The New Heart, Ezekiel 36:26

Now we have in this subject a grand field of hope and encouragement to the very vilest of sinners. My hearers, let me very affectionately address you, pouring out my heart before you for a moment or two.

There are some of you here present who are seeking after mercy; for many-a-day you have been in prayer in secret, till your very knees seemed sore with the oftenness of your intercession. Your cry to God has been, “Create in me a clean heart, and renew a right spirit within me.” Let me comfort you by this reflection, that your prayer is already heard. You have a new heart and a right spirit: perhaps you will not be able to perceive the truth of this utterance for months to come, therefore continue in prayer till God shall open your eyes, so that you may see that the prayer is answered; but rest assured it is answered already. If thou hatest sin, that is not human nature; if thou longest to be a friend of God, that is not human nature; if thou desirest to be saved by Christ, it is not human nature, if thou desirest that without any stipulations of thine own, if thou art this day willing that Christ should take thee to be his own, to have and to hold, through life and through death, if thou art willing to live in his service, and if needful to die for his honour, that is not of human nature—that is the work of divine grace. There is something good in thee already; the Lord hath begun a good work in thy heart, and be will carry it, on even unto the end. All these feelings of thine are more than thou ever couldst have attained of thyself. God has helped thee up this divine ladder of grace, and as sure as he has brought thee up so many staves of it, he will carry thee to the very summit, till he grasps thee in the arms of his love in glory everlasting.

There are others of you here, however, who have not proceeded so far, but you are driven to despair. The devil has told you that you cannot be saved; you have been too guilty, too vile. Any other people in the world might find mercy, but not you, for you do not deserve to be saved. Hear me then, dear friend. Have I not tried to make it as plain as the sunbeam all through this service, that God never saves a man for the sake of what he is, and that he does not either begin or carry on the work in us because there is anything good in us. The greatest sinner is just as eligible for divine mercy as the very least of sinners. He who has been a ringleader in crime, I repeat, is just as eligible for God’s sovereign grace, as he that has been a very paragon of morality.
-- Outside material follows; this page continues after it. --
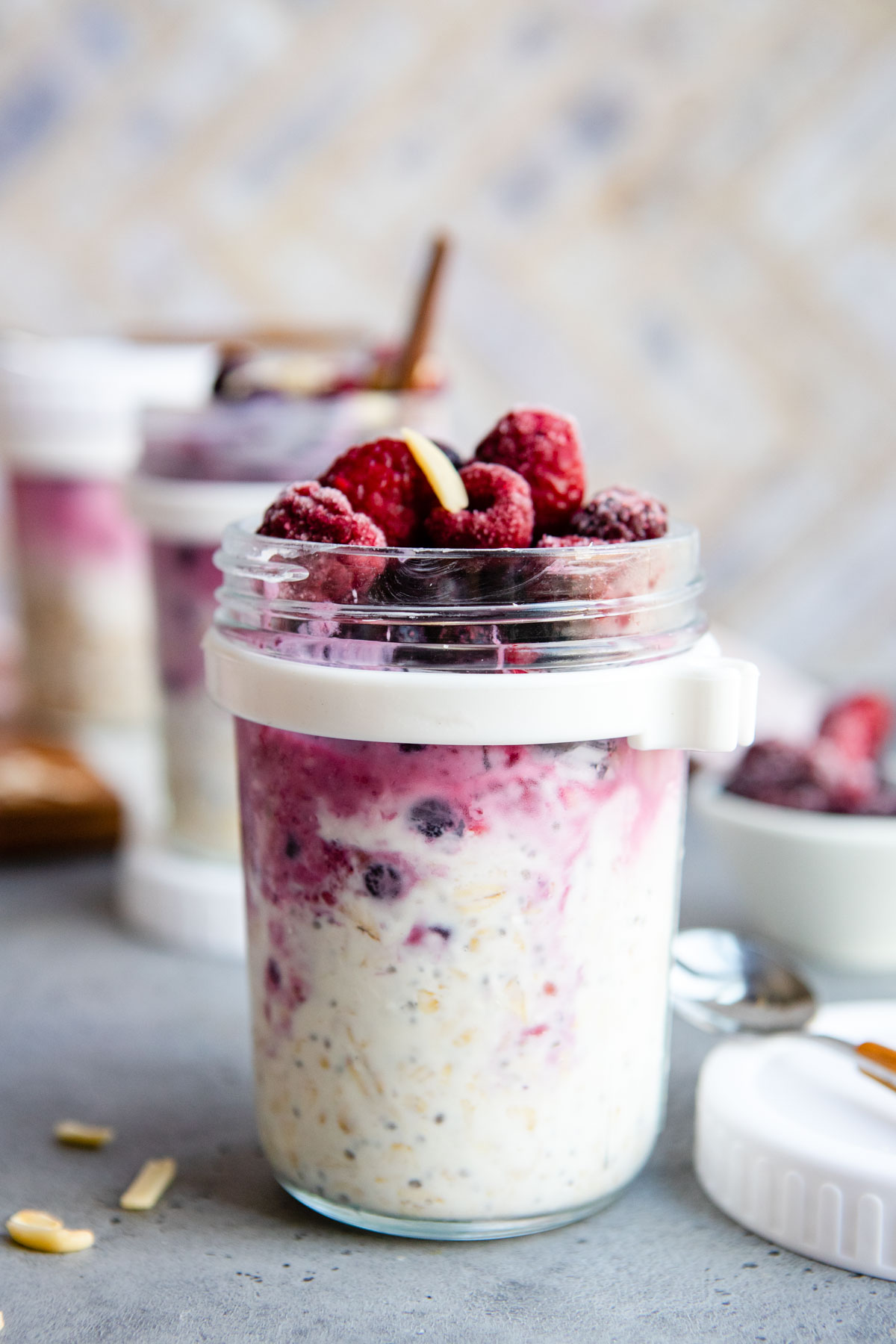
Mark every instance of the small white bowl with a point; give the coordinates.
(821, 883)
For God wants nothing of us. It is not as it is with the ploughman; he does not desire to plough all day upon the rocks, and send his horses upon the sand; he wants a fertile soil to begin with, but God does not. He will begin with the rocky soil, and he will pound that rocky heart of yours until it turns into the rich black mould of penitential grief, and then he will scatter the living seed in that mould, till it brings forth a hundredfold. But he wants nothing of you, to begin with. He can take you, a thief, a drunkard, a harlot, or whoever you may be; he can bring you on your knees, make you cry for mercy, and then make you lead a holy life, and keep you unto the end. “Oh!” says one, “I wish he would do that to me, then.” Well, soul, if that be a true wish, he will. If thou desirest this day that thou shouldst be saved, there never was an unwilling God where there was a willing sinner. Sinner, if thou willest to be save, God willeth not the death of any, but rather that they should come to repentance; and thou are freely invited this morning to turn thine eye to the cross of Christ. Jesus Christ has borne the sins of men, and carried their sorrows; thou art bidden to look there, and trust there, simply and implicitly. Then thou art saved. That very wish, if it be a sincere one, shows that God has just now been begetting thee again to a lively hope. If that sincere wish shall endure, it will be abundant evidence that the Lord hath brought thee to himself, and that thou art and shall be his.

And now reflect every one of you—you that are not converted—that we are all this morning in the hands of God. We deserve to be damned: if God damneth us, there is not a single word that will be heard against his doing it. We cannot save ourselves; we lie entirely in his hands; like a moth that lies under the finger, he can crush us now, if he pleases, or he can let us go and save us. What reflections ought to cross our mind, if we believe that. Why, we ought to cast ourselves on our faces, as soon as we reach our homes, and cry, ” Great God, save me, a sinner! Save me! I renounce all merit for I have none; I deserve to be lost; Lord, save me, for Christ’s sake;” and as the Lord my God liveth, before whom I stand, there is not one of you that shall do this who shall find my God shut the gates of mercy against you. Go and try him, sinner; go and try him! Fall upon thy knees in thy chamber this day, and try my Master. See if he will not forgive you. You think too harshly of him. He is a great deal kinder than you think he is. You think he is a hard master, but he is not. I thought he was severe and angry, and when I sought him, “Surely,” I said, “if he accepteth all the world beside, he will reject me.” But I know he took me to his bosom; and when I thought he would spurn me for ever, he said, “I have blotted out, as a thick cloud, thy transgressions, and as a cloud thy sins,” and I wondered how it was, and I do wonder now. But it shall be so in your case. Only try him, I beseech thee. The Lord help thee to try him, and to him shall be the glory, and to thee shall be happiness and bliss, for ever and ever. Amen.